Existe una delgada línea que se nos escapa y como siempre que hablamos de delgadas líneas tendemos a posicionarnos basándonos en la especulación. Debe dominar la cautela al establecer hipótesis pues estarán plagadas de matices.

La estadística es una ciencia —inexacta por manipulable— tan útil que lleva décadas ayudando a prevenir masacres. Se debe utilizar para detectar esos elementos comunes que nos permitan realizar intervenciones. El camino es largo. Existe un final común y una heterogeneidad infinita en la partida y el proceso. Debemos evitar el reduccionismo. No existe un perfil único: nobles y campesinos, catedráticos y analfabetos, enfermos y sanos, hombres y mujeres, ricos y pobres, inmigrantes y nativos.

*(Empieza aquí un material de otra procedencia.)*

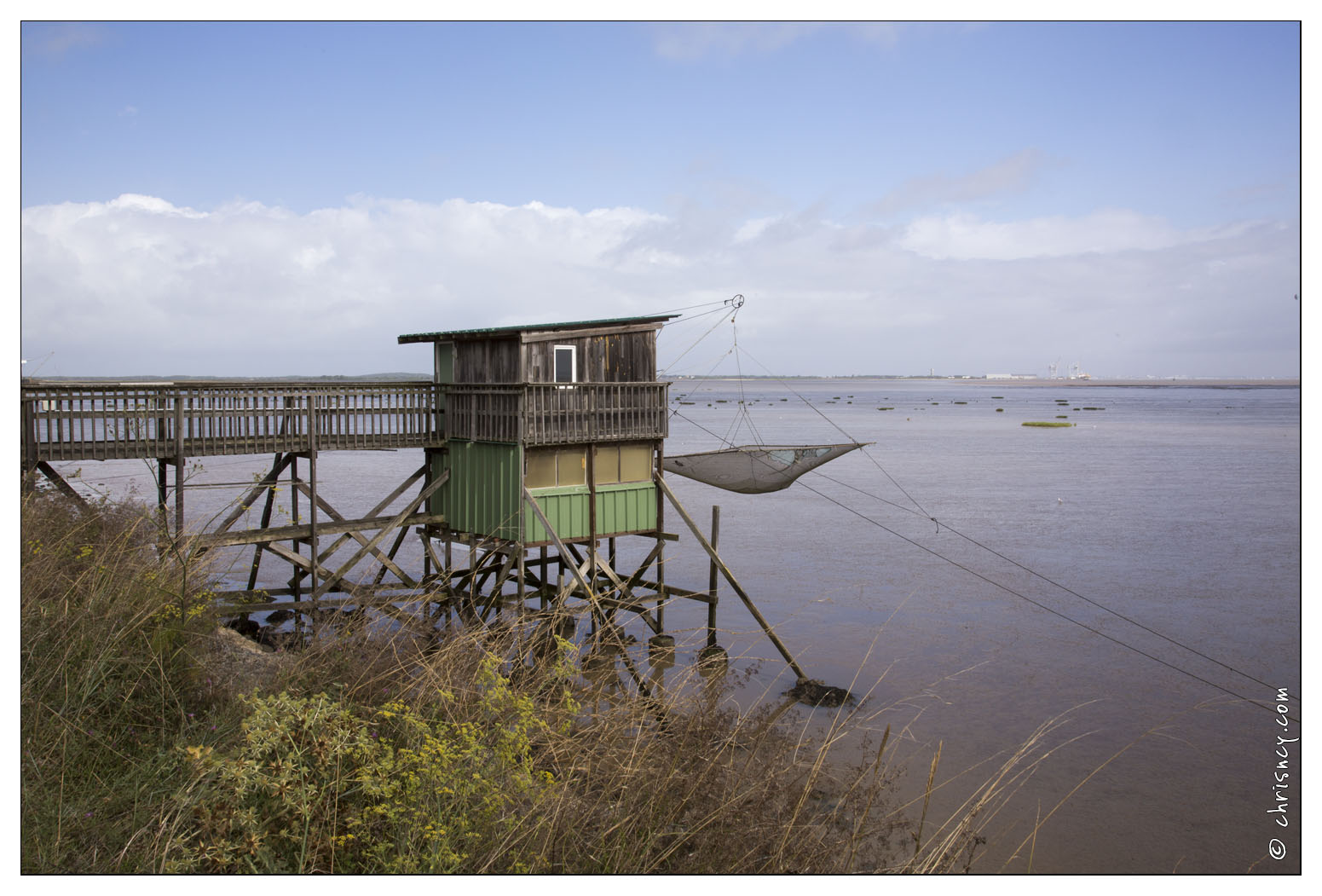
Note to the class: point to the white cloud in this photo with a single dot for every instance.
(695, 41)
(1110, 230)
(1003, 177)
(139, 286)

Los circuitos cerebrales que funcionan mal en enfermedades como el delirio se encuentran muy alejados de los implicados en el odio o en la falta de empatía. El diagnóstico no siempre se realiza a tiempo y el tratamiento no siempre es lo suficientemente rápido y eficaz. A día de hoy, la ciencia no llega a todo. Puede curar o mejorar un mal sobrevenido, podemos intervenir en la enfermedad, en la locura, y lo conseguimos con mucha frecuencia aunque a veces se nos escapen casos como el de Zaida. Pero hay otros casos en los que no podemos intervenir: en la capacidad de hacer daño, que existe, que no podemos negar, que todos llevamos dentro en mayor o menor medida, que nace de lo más hondo de las tripas, eso que llamamos el mal.